Davalı ... temyiz dilekçesi ile; verilen kararın usul ve yasaya aykırı olduğunu, dava konusu taşınmazın öncesinde ataları tarafından sonrasında da kendileri tarafından kullanıldığını, taşınmazın imar ve ihyasının yıllar önce tamamlandığını, dinlenen mahalli bilirkişi ve tanıkların da bu hususu açıkça beyan ettiklerini, Mahkeme tarafından dava konusu taşınmaza yakın olduğu belirtilen 120 ada 140 parselin mera olduğunun gerekçe yapıldığını, dava konusu parselin bulunduğu alanda yüzlerce ve hatta binlerce parselin şahıslar adına tarla vasfı ile kayıt ve tescil edildiğini, bu taşınmazların emsal kabul edilmediğini, lehlerine değerlendirilmediğini, tek bir parselin aleyhine delil olarak değerlendirildiğini, dava konusu alanda mera sınırlaması olup olmadığı, Komisyon kararı ile mera olup olmadığının incelenmediğini, eksik inceleme ve araştırma yapıldığını belirterek kararın bozulmasını talep etmiştir.

B. Değerlendirme ve Gerekçe

Dava, kadastro öncesi nedene dayalı tapu iptali ve tescil istemine ilişkindir.

Dosya içeriğinden; kadastro sonucu Karakocalı köyü çalışma alanında bulunan 120 ada 149 parsel sayılı 1.954,46 metrekare yüz ölçümündeki taşınmazın kazandırıcı zamanaşımı zilyetliği nedeniyle kargir ev ve tarla vasfıyla ölü olduğu belirtilerek ... adına tespit ve tescil edildiği, davacı Hazinenin çekişmeli taşınmazın yaylak vasfıyla kamu orta malı niteliğinde olduğu iddiasına dayanarak eldeki temyize konu davayı açtığı anlaşılmaktadır.

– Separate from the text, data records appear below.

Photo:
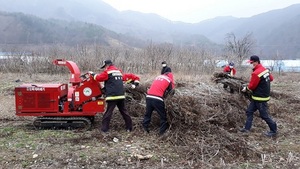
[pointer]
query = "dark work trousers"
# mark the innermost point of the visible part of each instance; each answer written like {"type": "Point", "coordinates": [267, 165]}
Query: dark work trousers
{"type": "Point", "coordinates": [159, 106]}
{"type": "Point", "coordinates": [262, 107]}
{"type": "Point", "coordinates": [111, 104]}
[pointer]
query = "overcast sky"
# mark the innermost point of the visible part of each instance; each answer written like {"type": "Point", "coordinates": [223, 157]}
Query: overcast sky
{"type": "Point", "coordinates": [193, 11]}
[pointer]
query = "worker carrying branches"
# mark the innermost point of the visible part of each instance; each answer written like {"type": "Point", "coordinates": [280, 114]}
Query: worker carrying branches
{"type": "Point", "coordinates": [230, 71]}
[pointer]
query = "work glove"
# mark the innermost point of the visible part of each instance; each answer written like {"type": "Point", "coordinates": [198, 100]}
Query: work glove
{"type": "Point", "coordinates": [133, 86]}
{"type": "Point", "coordinates": [92, 73]}
{"type": "Point", "coordinates": [244, 89]}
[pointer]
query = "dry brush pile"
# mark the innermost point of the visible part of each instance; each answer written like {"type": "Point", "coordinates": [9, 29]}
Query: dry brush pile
{"type": "Point", "coordinates": [205, 120]}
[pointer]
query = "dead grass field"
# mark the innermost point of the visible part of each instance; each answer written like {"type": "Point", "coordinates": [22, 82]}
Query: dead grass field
{"type": "Point", "coordinates": [204, 119]}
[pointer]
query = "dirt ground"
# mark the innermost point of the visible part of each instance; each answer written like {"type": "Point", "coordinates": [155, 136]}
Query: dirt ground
{"type": "Point", "coordinates": [204, 133]}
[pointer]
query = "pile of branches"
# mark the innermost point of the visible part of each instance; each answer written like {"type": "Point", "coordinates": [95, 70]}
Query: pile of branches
{"type": "Point", "coordinates": [203, 122]}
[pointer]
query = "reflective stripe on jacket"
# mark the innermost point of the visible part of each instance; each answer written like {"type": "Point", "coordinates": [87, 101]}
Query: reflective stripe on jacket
{"type": "Point", "coordinates": [113, 82]}
{"type": "Point", "coordinates": [260, 83]}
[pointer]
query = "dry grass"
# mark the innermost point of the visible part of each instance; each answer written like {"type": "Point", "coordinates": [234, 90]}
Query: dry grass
{"type": "Point", "coordinates": [204, 120]}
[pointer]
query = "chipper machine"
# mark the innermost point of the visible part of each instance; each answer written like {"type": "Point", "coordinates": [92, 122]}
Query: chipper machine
{"type": "Point", "coordinates": [72, 105]}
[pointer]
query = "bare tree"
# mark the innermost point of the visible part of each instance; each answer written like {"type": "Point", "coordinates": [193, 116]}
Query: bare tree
{"type": "Point", "coordinates": [239, 49]}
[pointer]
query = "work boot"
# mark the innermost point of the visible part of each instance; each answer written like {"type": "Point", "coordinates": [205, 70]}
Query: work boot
{"type": "Point", "coordinates": [243, 130]}
{"type": "Point", "coordinates": [270, 134]}
{"type": "Point", "coordinates": [146, 130]}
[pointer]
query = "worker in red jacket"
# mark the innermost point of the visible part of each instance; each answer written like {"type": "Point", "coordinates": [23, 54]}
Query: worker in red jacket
{"type": "Point", "coordinates": [115, 94]}
{"type": "Point", "coordinates": [260, 87]}
{"type": "Point", "coordinates": [230, 71]}
{"type": "Point", "coordinates": [160, 88]}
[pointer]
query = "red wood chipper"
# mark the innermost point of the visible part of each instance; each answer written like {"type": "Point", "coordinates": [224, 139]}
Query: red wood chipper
{"type": "Point", "coordinates": [72, 106]}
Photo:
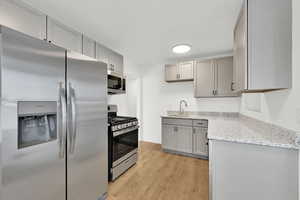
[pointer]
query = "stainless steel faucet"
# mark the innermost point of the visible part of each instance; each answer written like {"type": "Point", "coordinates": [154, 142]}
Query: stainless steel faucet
{"type": "Point", "coordinates": [180, 107]}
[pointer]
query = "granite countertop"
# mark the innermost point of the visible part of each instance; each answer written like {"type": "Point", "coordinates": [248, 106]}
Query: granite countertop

Temyiz olunan nihai kararların bozulması 6100 sayılı HMK'nın geçici 3/2. maddesinin yollamasıyla uygulanması gereken 1086 sayılı HUMK'un 428. maddesinde yer alan sebeplerden birinin varlığı hâlinde mümkündür.

Dosya kapsamına, kararın dayandığı delillerle yasaya uygun gerektirici nedenlere, delillerin takdirinde bir isabetsizlik bulunmamasına ve bozma kararı uyarınca işlem yapılmasına göre davalı ... vekilinin aşağıdaki bent kapsamı dışında kalan temyiz itirazlarının reddi gerekmiştir.

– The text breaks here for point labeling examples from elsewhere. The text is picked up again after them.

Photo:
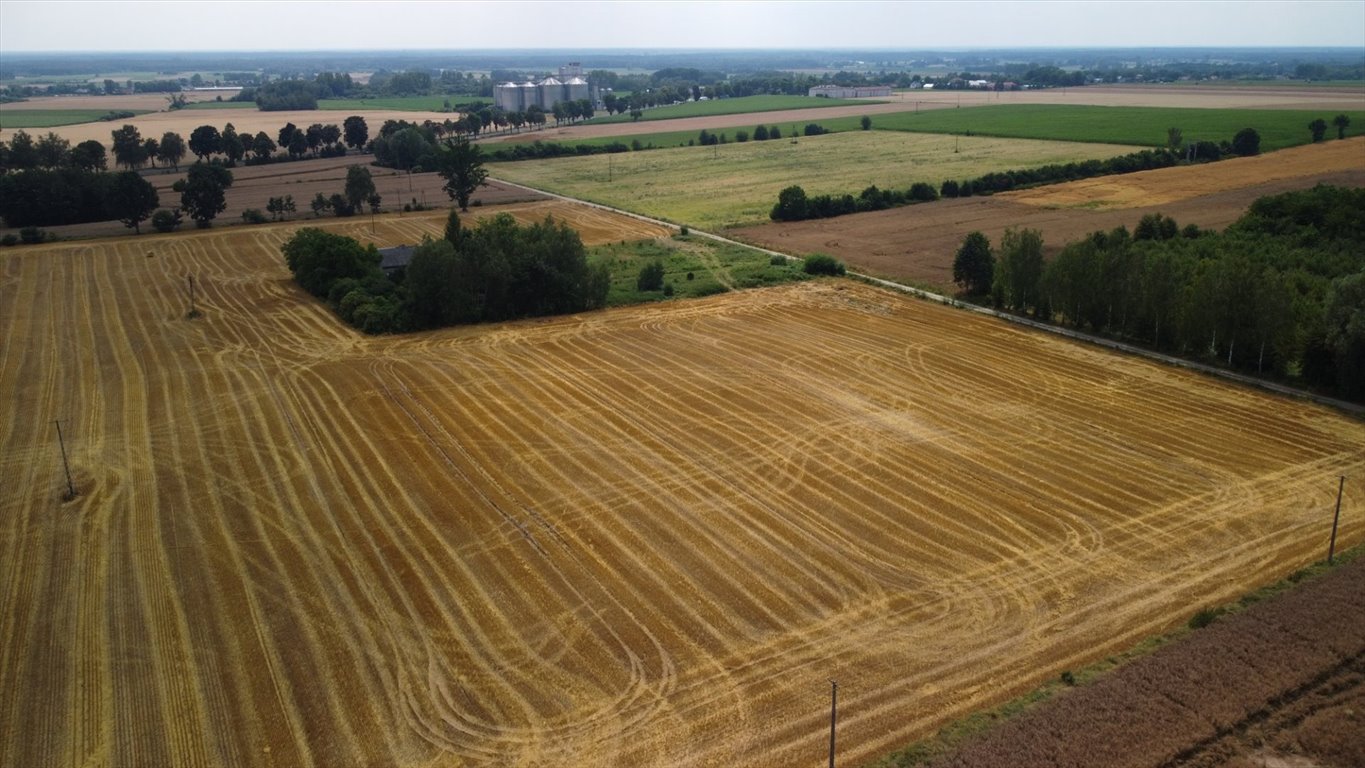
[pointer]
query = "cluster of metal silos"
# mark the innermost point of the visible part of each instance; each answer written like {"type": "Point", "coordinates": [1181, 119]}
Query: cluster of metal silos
{"type": "Point", "coordinates": [518, 97]}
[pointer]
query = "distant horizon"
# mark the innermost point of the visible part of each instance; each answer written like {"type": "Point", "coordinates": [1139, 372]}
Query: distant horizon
{"type": "Point", "coordinates": [680, 49]}
{"type": "Point", "coordinates": [126, 26]}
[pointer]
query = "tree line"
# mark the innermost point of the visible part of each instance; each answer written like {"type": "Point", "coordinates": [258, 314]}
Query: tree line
{"type": "Point", "coordinates": [494, 270]}
{"type": "Point", "coordinates": [1279, 292]}
{"type": "Point", "coordinates": [795, 205]}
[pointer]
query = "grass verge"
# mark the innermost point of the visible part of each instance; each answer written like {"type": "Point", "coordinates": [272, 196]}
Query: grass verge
{"type": "Point", "coordinates": [732, 184]}
{"type": "Point", "coordinates": [1141, 126]}
{"type": "Point", "coordinates": [692, 268]}
{"type": "Point", "coordinates": [741, 105]}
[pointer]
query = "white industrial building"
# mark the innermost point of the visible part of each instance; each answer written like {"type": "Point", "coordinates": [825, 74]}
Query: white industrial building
{"type": "Point", "coordinates": [568, 86]}
{"type": "Point", "coordinates": [851, 92]}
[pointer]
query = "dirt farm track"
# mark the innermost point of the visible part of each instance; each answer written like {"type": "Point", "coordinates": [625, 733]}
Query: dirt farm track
{"type": "Point", "coordinates": [644, 536]}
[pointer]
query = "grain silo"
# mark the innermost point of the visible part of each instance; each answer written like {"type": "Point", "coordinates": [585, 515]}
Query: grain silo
{"type": "Point", "coordinates": [507, 96]}
{"type": "Point", "coordinates": [576, 89]}
{"type": "Point", "coordinates": [550, 93]}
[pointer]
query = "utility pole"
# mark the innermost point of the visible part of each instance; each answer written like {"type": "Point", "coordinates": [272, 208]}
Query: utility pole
{"type": "Point", "coordinates": [834, 705]}
{"type": "Point", "coordinates": [71, 487]}
{"type": "Point", "coordinates": [1331, 547]}
{"type": "Point", "coordinates": [194, 313]}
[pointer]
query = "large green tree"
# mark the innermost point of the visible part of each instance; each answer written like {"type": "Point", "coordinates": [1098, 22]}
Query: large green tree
{"type": "Point", "coordinates": [52, 150]}
{"type": "Point", "coordinates": [231, 143]}
{"type": "Point", "coordinates": [1246, 142]}
{"type": "Point", "coordinates": [356, 133]}
{"type": "Point", "coordinates": [973, 268]}
{"type": "Point", "coordinates": [1018, 269]}
{"type": "Point", "coordinates": [171, 149]}
{"type": "Point", "coordinates": [1346, 333]}
{"type": "Point", "coordinates": [359, 186]}
{"type": "Point", "coordinates": [89, 156]}
{"type": "Point", "coordinates": [460, 163]}
{"type": "Point", "coordinates": [23, 154]}
{"type": "Point", "coordinates": [320, 258]}
{"type": "Point", "coordinates": [1341, 122]}
{"type": "Point", "coordinates": [1319, 128]}
{"type": "Point", "coordinates": [262, 146]}
{"type": "Point", "coordinates": [128, 149]}
{"type": "Point", "coordinates": [205, 141]}
{"type": "Point", "coordinates": [204, 194]}
{"type": "Point", "coordinates": [130, 198]}
{"type": "Point", "coordinates": [792, 205]}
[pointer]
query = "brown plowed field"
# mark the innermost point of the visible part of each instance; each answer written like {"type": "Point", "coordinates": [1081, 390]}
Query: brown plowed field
{"type": "Point", "coordinates": [646, 536]}
{"type": "Point", "coordinates": [1283, 678]}
{"type": "Point", "coordinates": [253, 187]}
{"type": "Point", "coordinates": [917, 243]}
{"type": "Point", "coordinates": [245, 120]}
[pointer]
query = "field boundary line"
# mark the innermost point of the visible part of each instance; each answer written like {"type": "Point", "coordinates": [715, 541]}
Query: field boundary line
{"type": "Point", "coordinates": [1356, 409]}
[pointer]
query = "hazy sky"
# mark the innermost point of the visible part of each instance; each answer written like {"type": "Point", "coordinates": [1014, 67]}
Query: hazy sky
{"type": "Point", "coordinates": [315, 25]}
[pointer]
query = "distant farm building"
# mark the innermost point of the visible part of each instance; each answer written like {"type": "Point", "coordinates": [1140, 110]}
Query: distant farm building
{"type": "Point", "coordinates": [396, 258]}
{"type": "Point", "coordinates": [568, 86]}
{"type": "Point", "coordinates": [849, 92]}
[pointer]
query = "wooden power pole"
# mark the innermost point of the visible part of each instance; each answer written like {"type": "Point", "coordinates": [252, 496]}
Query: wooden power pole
{"type": "Point", "coordinates": [834, 707]}
{"type": "Point", "coordinates": [1337, 516]}
{"type": "Point", "coordinates": [66, 465]}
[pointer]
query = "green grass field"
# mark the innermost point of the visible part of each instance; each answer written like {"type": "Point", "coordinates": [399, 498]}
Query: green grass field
{"type": "Point", "coordinates": [53, 117]}
{"type": "Point", "coordinates": [692, 266]}
{"type": "Point", "coordinates": [397, 102]}
{"type": "Point", "coordinates": [1143, 126]}
{"type": "Point", "coordinates": [1134, 126]}
{"type": "Point", "coordinates": [729, 107]}
{"type": "Point", "coordinates": [737, 183]}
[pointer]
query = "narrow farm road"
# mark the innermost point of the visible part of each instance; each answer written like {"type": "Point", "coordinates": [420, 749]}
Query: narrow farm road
{"type": "Point", "coordinates": [1008, 317]}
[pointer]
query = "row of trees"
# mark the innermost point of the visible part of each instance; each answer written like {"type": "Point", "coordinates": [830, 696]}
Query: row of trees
{"type": "Point", "coordinates": [492, 272]}
{"type": "Point", "coordinates": [1282, 291]}
{"type": "Point", "coordinates": [73, 195]}
{"type": "Point", "coordinates": [1319, 127]}
{"type": "Point", "coordinates": [793, 203]}
{"type": "Point", "coordinates": [70, 195]}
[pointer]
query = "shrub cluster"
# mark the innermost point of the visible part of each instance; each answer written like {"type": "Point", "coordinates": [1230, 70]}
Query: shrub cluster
{"type": "Point", "coordinates": [1207, 686]}
{"type": "Point", "coordinates": [542, 150]}
{"type": "Point", "coordinates": [1279, 292]}
{"type": "Point", "coordinates": [791, 206]}
{"type": "Point", "coordinates": [496, 270]}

Hemen belirtmek gerekir ki, hükmün 2. bendinde Hazine adına tapuya kayıt ve tesciline karar verilen 120 ada 149 parsel sayılı taşımazın 18.10.2019 tarihli fen bilirkişisi Arif Karaoğlu'nun raporunda (A) harfi ile gösterilen 1.013,30 metrekare ve (B) harfi ile gösterilen 941,16 metrekarelik alanın yaylak vasfında olduğu anlaşıldığından, özel mülkiyete konu edilmelerinin hukuken mümkün bulunmaması nedeniyle 3402 sayılı Yasa'nın 16/B maddesi gereğince çekişmeli taşınmazların "sınırlandırılarak özel siciline kaydına" karar verilmesi gerekirken, taşınmazın "Hazine adına tapuya kayıt ve tesciline" yönünde hüküm kurulması isabetsiz ise de bu hususun düzeltilmesi yeniden yargılama yapılmasını gerektirmediğinden, hükmün 2. bendinde yer alan " ... (A) harfi ile gösterilen 1.013,30 m2 ve (B) harfi ile gösterilen 941,16 m2'lik alanın tapu kaydının iptali ile" ifadesinden sonra gelen "Hazine adına tapuya kayıt ve tesciline" ifadesinin hükümden çıkarılmasına ve yerine "yaylak vasfıyla sınırlandırılarak özel siciline kaydedilmesine" cümlesinin yazılması suretiyle hükmün düzeltilerek onanması gerekmiştir.

VI. KARAR

Açıklanan sebeplerle;

Davalı ... vekilinin temyiz itirazının değinilen yön itibariyle kabulü ile; hükmün 2. bendinde yer alan " ... (A) harfi ile gösterilen 1.013,30 m2 ve (B) harfi ile gösterilen 941,16 m2'lik alanın tapu kaydının iptali ile" ifadesinden sonra gelen "Hazine adına tapuya kayıt ve tesciline" ifadesinin hükümden çıkarılmasına ve yerine "yaylak vasfıyla sınırlandırılarak özel siciline kaydedilmesine" cümlesinin yazılması suretiyle hükmün DÜZELTİLEREK ONANMASINA,

Peşin alınan harcın istek halinde temyiz eden davalıya iadesine,

Dosyanın Alanya 4. Asliye Hukuk Mahkemesine gönderilmesine,

1086 sayılı HUMK'un 440/III-1. maddesi uyarınca karar düzeltme yolu kapalı olmak üzere,

25.03.2025 tarihinde oy birliğiyle karar verildi.